Taking lessons from Colossians 3, Chip Ingram uncovers how we can cultivate spiritual intimacy and enjoy a thriving marriage relationship.
Many couples find it difficult to develop intimacy. Not just physical and emotional intimacy, but something even more foundational to the marriage: spiritual intimacy — an experience of moving closer to God as you grow closer to one another.
In this article, I reveal 4 ways to cultivate spiritual intimacy in marriage for a thriving relationship. If you want to jump to the 4 points, use the links below.
As married couples, a lot of us are exhausted and out of ideas to create spiritual intimacy in our relationship. It might feel too vulnerable to seek God together, or you might be in a season where you aren’t interested in any kind of intimacy. Also, many of us have gotten to the point where we’ve resigned ourselves to going through the motions.
It’s easier that way.
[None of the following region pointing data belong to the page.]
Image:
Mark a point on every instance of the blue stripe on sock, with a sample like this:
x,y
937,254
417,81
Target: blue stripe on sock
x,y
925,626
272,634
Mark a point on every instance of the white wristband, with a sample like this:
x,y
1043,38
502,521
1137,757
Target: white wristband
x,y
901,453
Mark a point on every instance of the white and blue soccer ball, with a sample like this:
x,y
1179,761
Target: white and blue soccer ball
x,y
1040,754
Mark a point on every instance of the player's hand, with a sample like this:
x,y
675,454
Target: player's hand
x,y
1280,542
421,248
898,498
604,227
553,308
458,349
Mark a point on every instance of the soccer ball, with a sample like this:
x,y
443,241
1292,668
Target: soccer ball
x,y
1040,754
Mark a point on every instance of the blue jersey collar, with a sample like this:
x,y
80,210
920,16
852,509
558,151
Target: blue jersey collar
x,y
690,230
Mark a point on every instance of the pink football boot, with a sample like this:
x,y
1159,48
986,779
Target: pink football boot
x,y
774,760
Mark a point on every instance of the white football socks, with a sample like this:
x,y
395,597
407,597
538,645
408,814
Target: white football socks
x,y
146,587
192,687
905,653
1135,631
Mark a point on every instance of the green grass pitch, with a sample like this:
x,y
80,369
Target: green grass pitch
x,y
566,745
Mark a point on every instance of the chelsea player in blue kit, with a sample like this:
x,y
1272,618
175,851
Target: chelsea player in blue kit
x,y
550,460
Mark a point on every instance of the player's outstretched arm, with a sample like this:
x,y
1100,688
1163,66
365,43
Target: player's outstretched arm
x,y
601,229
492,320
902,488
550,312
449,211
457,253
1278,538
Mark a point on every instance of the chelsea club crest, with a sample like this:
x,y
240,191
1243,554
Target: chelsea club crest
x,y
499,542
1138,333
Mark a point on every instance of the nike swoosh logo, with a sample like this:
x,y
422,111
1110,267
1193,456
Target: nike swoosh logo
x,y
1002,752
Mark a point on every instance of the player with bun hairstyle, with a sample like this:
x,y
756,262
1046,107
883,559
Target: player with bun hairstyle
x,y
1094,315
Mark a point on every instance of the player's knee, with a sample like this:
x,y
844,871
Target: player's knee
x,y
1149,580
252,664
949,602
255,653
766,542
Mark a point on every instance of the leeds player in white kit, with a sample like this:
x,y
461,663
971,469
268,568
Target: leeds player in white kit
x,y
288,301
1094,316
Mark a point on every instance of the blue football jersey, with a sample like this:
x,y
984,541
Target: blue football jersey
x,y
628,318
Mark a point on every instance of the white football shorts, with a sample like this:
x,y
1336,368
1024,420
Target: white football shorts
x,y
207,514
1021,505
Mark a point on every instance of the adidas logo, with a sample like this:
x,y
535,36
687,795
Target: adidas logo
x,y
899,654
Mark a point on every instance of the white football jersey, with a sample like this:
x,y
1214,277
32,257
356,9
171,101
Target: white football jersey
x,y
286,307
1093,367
Things are fine. And fine is okay, right?
But that’s now how God designed marriage!
He is a sovereign Creator and He created marriage to be the picture of Jesus and His bride. Is that how you’d describe your union? Are you thriving? Or could you improve in this area?
WHY SPIRITUAL INTIMACY IS HARD
The underlying difficulty behind loving anyone is reconciling how you see yourself and how you feel God sees you. Because if you don’t understand and accept that you are truly loved as you are — not for how you seem, not for how you perform, not for what you have done, not for what you have accomplished — you will strive to validate yourself in every connection.
You can’t give away something you don’t have. People who have successful marriages do not strive to persuade their partners to make their lives work. They understand:
I am already chosen, I am holy, I am deeply, unconditionally loved. And out of that, out of His love for me, I love my mate.
It is possible to believe that truth and for it to impact your relationship. I’ve seen it and I’ve lived it!
Below, we’ll uncover the lessons that can get you there, all from Colossians 3. Building this foundation will inject incredible freedom and grace into your marriage relationship.A major source of marital problems is not grasping God's love for YOU. If you don't understand and accept that you are truly loved as you are, you will strive to validate yourself in every connection. Click To Tweet
SEASONS OF MARRIAGE
Different seasons of life bring new challenges to the marriage relationship. Of course, sometimes it’s simply harder to keep love alive than others.
- Are you tired of trying to find new ways to help your partner be a better person?
- Are you out of ideas for getting her more interested in physical intimacy?
- Do you feel exhausted considering ways to improve communication?
Just because you’re in a hard season does not mean there’s something wrong with you, your spouse, or your marriage. Relationships are hard, and yet we exist in a world that says it should be easy and fun and make us happy all the time. Thankfully, God uses these seasons to strengthen us, our relationships, and our intimacy with Him.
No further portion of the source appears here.